Irish poet Seamus Heaney has died at 74. The Guardian has a brief account of his life; The Telegraph grapples more directly with the work There’s also his long, insightful interview with The Paris Review, from 1997.
“Heaney’s volumes make up two-thirds of the sales of living poets in Britain,” the BBC wrote in 2007, calling him “arguably, the English language’s greatest living bard.”
One of his best-known poems, “Digging,” compares his trade to that of his father and grandfather, who were farmers and cattle-raisers. These are its last two stanzas:
The cold smell of potato mould, the squelch and slap
Of soggy peat, the curt cuts of an edge
Through living roots awaken in my head.
But I’ve no spade to follow men like them.
Between my finger and my thumb
The squat pen rests.
I’ll dig with it.
One of Heaney’s great later achievements was his translation of Beowulf, which I bought and read along with his Selected Poems when I was in college.
Previous translators struggled with the first word of Beowulf (“Hwaet!”) for decades. “Hark!” “What!”, and so on.
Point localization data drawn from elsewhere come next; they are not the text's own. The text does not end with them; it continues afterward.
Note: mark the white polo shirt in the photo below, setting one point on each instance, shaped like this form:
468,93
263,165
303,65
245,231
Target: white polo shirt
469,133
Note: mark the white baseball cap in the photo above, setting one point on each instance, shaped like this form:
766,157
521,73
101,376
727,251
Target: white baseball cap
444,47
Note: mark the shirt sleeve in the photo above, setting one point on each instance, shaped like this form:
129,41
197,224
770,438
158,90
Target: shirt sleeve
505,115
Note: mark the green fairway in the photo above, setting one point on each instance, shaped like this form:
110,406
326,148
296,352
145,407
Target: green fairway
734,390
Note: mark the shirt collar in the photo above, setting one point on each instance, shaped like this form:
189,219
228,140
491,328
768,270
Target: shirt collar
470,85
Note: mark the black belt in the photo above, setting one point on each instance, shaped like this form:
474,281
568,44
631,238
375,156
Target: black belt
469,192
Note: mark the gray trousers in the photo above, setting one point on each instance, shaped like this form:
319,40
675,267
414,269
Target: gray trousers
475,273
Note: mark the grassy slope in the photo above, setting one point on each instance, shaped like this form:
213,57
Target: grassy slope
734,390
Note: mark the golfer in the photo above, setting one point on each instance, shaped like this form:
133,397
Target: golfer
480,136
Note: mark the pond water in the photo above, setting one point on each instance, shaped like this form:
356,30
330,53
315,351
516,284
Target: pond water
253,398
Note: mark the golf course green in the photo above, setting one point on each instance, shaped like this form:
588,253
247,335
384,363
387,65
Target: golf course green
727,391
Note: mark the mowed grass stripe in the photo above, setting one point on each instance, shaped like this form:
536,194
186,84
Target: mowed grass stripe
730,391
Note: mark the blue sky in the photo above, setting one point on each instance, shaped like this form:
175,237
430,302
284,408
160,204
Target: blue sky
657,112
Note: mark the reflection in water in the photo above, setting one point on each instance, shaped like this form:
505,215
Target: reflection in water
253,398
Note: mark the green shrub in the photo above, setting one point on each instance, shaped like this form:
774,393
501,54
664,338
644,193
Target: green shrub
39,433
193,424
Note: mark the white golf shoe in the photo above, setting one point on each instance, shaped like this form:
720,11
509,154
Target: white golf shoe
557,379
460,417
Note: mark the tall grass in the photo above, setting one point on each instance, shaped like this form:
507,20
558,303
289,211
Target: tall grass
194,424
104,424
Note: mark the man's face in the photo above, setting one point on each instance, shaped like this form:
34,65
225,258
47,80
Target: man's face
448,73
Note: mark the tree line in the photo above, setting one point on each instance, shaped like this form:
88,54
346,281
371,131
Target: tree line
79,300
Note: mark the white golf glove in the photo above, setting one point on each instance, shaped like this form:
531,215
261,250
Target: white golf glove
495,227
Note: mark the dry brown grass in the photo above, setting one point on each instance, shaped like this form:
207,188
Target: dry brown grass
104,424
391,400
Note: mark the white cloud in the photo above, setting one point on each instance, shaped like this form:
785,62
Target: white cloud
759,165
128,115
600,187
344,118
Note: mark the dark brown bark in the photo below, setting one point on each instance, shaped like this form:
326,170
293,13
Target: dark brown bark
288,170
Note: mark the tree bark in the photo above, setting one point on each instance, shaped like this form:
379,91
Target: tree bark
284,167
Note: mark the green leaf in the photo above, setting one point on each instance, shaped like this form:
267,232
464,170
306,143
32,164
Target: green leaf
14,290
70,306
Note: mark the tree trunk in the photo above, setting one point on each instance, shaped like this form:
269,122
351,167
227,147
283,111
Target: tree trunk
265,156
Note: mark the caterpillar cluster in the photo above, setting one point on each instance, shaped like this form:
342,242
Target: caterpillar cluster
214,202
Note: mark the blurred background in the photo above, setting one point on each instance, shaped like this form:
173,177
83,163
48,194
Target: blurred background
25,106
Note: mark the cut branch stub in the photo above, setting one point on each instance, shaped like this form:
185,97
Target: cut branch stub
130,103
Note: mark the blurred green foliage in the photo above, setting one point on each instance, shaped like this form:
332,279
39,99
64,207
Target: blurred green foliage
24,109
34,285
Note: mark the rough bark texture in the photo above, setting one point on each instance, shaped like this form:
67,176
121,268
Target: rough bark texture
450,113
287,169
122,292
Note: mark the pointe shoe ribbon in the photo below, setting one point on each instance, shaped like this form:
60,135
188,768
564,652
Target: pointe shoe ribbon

Heaney’s version: “So.” <3— Ellie Cumbo (@EllieCumbo) August 30, 2013
Heaney’s take on the Anglo-Saxon most reminds me of the first of Ezra Pound’s Cantos, a weird mix of old epic and contemporary free-verse imagery and meters, a translation of a translation of Homer that begins “And then” and ends “So that:”
When Swinburne died, W.B. Yeats is said to have told his sister, “Now I am King of the Cats.” When Robert Frost died, John Berryman asked, “who’s number one?”
I note this not to pose the question “who’s number one?” now that Heaney has died, but to observe that just as champion boxers and sprinters often have outsized competitive personalities that seem like caricatures compared to other athletes, even among writers, and even when they resist, as Heaney did, being drawn into literary feuds or political debate, great poets are often magnificent and terrible and troubling and glorious and weird.